Dans un rapport rendu public ce matin, l’Académie nationale de pharmacie met en garde contre les compléments alimentaires à base de plantes et appelle à durcir la réglementation.
En vente libre non seulement en officine mais aussi dans les rayons des grandes et moyennes surfaces, des boutiques bio et bien-être ou sur internet, ces produits séduisent : un Français sur cinq en consomme régulièrement. Le public les croit sûrs, puisqu’autorisés à la vente, et inoffensifs au prétexte que plante rime avec « naturel ».
Sans forcément savoir que leur mise sur le marché, s’agissant d’un complément alimentaire — donc d’un aliment — ne répond pas aux mêmes exigences réglementaires qu’un médicament (balance bénéfice risque étayée d’études) : une simple déclaration suffit à les faire enregistrer, sans que les autorités ne vérifient l’allégation d’innocuité dont la responsabilité pèse sur le fabricant.
Sans mesurer non plus qu’il existe de réels risques d’interaction entre les plantes, qui composent environ 64 % de ces compléments, et des traitements médicamenteux en cours. Les phyto-œstrogènes du soja font mauvais ménage avec certains traitements anticancéreux, dont ils altèrent l’efficacité.

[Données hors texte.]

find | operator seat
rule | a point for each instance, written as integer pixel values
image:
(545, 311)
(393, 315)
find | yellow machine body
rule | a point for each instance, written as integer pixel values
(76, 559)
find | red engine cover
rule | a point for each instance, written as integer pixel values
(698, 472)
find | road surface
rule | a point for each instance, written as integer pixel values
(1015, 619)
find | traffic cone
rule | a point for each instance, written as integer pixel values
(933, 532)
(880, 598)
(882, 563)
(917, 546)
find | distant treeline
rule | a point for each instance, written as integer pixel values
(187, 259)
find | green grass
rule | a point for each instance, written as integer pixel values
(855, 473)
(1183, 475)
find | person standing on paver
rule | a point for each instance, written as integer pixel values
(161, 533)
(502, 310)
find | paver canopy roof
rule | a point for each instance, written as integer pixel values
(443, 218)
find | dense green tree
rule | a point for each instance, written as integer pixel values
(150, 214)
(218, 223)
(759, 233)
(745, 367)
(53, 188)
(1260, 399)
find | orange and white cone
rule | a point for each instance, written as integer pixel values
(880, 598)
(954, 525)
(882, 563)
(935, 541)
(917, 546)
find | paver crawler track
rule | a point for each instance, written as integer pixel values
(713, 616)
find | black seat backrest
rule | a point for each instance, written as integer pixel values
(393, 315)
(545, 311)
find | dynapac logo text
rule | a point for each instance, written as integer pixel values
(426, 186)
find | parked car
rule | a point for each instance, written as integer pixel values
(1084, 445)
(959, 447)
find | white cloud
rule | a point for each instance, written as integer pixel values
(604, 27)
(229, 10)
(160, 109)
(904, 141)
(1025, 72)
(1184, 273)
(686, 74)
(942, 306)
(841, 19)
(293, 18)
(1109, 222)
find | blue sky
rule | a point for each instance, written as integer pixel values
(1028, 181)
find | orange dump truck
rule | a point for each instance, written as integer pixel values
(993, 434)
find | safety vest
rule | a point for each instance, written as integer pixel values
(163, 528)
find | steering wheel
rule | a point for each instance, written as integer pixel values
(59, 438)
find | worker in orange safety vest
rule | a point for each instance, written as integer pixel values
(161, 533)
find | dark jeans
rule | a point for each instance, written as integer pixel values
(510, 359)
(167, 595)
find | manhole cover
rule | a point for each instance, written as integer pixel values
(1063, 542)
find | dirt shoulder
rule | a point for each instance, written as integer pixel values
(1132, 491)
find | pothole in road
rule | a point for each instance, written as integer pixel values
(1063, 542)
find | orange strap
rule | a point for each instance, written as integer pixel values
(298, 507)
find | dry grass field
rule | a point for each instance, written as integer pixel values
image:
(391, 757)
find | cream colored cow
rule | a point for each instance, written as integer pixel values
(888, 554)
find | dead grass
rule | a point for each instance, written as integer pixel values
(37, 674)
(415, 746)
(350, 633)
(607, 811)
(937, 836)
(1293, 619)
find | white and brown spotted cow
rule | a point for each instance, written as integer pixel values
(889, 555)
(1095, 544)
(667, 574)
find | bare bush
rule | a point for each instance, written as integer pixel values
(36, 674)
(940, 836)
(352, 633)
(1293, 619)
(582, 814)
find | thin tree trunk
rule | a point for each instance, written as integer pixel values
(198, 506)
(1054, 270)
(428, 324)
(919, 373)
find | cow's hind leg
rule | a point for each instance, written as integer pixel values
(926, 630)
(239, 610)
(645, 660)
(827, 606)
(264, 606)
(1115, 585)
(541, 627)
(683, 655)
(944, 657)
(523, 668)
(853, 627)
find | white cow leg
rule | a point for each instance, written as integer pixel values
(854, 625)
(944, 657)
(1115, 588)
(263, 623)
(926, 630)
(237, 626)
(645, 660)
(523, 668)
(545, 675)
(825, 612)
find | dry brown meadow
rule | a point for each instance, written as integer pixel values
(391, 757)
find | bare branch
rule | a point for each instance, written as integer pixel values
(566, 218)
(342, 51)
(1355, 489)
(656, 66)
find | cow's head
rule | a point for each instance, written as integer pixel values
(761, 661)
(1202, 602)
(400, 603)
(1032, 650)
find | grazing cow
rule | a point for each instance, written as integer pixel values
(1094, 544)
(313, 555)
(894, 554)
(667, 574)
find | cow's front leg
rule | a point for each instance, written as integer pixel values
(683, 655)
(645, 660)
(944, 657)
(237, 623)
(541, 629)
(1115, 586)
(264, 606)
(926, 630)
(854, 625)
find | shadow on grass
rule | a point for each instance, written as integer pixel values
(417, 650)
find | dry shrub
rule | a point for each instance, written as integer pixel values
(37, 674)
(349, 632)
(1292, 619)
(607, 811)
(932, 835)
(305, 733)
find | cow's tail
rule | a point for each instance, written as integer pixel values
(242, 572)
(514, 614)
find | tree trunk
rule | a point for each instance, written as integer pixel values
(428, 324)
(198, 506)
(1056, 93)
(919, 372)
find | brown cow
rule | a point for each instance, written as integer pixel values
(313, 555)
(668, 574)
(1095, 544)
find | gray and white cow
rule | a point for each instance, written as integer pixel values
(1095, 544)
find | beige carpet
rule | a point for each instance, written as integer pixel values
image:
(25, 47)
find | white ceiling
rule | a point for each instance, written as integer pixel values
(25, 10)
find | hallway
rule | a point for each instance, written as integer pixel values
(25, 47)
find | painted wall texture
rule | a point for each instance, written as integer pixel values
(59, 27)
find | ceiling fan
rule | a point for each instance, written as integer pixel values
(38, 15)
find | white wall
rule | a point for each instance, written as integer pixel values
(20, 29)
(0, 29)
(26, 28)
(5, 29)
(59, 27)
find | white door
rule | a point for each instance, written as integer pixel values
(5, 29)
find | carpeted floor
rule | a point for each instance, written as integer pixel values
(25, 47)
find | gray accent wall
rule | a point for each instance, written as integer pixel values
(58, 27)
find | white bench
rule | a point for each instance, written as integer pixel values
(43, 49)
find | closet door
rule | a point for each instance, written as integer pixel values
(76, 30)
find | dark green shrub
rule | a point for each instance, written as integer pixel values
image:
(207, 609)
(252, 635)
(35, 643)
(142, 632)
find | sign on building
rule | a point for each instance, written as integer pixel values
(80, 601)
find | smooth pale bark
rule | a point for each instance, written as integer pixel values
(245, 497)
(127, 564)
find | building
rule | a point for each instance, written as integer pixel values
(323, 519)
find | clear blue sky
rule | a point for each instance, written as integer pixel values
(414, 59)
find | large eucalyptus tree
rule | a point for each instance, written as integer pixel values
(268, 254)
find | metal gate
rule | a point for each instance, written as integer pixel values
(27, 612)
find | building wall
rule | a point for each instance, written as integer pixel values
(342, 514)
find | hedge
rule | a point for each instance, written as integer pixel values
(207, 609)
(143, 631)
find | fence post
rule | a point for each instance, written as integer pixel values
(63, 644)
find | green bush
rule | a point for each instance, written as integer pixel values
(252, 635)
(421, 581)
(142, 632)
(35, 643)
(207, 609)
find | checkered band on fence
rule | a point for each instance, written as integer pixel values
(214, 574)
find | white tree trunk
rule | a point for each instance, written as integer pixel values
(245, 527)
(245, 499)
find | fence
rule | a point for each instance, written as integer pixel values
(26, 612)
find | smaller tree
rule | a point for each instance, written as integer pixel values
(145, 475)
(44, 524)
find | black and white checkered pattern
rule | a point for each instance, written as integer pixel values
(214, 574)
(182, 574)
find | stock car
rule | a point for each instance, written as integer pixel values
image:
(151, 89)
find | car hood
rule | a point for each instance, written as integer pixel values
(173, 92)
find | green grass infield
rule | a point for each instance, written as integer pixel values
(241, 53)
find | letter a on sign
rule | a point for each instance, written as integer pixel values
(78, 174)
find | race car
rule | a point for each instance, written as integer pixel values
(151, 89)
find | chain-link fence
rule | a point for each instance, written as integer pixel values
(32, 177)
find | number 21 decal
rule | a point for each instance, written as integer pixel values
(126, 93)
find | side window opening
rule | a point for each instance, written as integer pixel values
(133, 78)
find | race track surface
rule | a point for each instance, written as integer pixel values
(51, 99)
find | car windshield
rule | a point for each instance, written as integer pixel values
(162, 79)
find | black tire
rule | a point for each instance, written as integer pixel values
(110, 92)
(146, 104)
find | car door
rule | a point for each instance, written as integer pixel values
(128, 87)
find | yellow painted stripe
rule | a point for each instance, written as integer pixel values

Le Citrus maxima (pamplemousse) est connu pour augmenter les effets indésirables de certains traitements, anticholestérol notamment, mais rien n’exige aujourd’hui qu’il soit mentionné sur l’étiquette. « Les médecins sont trop peu formés aux interactions phytothérapie médicaments, regrette le Pr Jean-Pierre Fouchet, rapporteur de l’Académie sur ce dossier : ils devraient néanmoins toujours penser à poser la question à leurs patients en consultation ».
Des médicaments qui s’ignorent
Dans la jungle des compléments alimentaires, l’Académie de pharmacie met particulièrement en garde contre ceux qui, sous l’allégation « d’améliorer le transit intestinal » ou la promesse d’un « ventre plat », contiennent des principes actifs (hétérosides hydroxyanthracéniques) identiques à ceux de médicaments classés comme « laxatifs stimulants », aussi puissants qu’irritants pour le tube digestif. Suc d’aloe, racine de rhubarbe de chine, sené, écorce de bourdaine ne devraient ainsi pas avoir droit de cité dans la liste des 540 plantes autorisées pour les compléments alimentaires, établie par arrêté ministériel le 24 juin 2014. « Ces plantes n’ont jamais été utilisées comme aliments, souligne Pierre Champy, du laboratoire de pharmacognosie de l’Université Paris sud : si elles n’ont aucune vertu alimentaire, elles ont en revanche des propriétés pharmacologiques, qui nous amènent à les considérer comme des médicaments ». À ce titre, elles nécessiteraient au minimum de préciser posologie et durée de traitement à ne pas dépasser. Outre que ces principes actifs sont clairement contre-indiqués pour les moins de 12 ans et en cas de syndrome occlusif, de douleurs abdominales de cause indéterminée, de rectocolite ou de maladie de Crohn, ils se révèlent en effet dangereux. Leur usage à long terme engendre un risque de dépendance, de lésions définitives de la paroi intestinale (maladie des laxatifs), d’hypokaliémie et de déshydratation.
Réviser la réglementation
Dans ce contexte, les académiciens demandent « une révision rapide » de la liste des plantes autorisées dans les compléments alimentaires et plaident pour un renforcement du dispositif de nutrivigilance et une information plus exhaustive des consommateurs.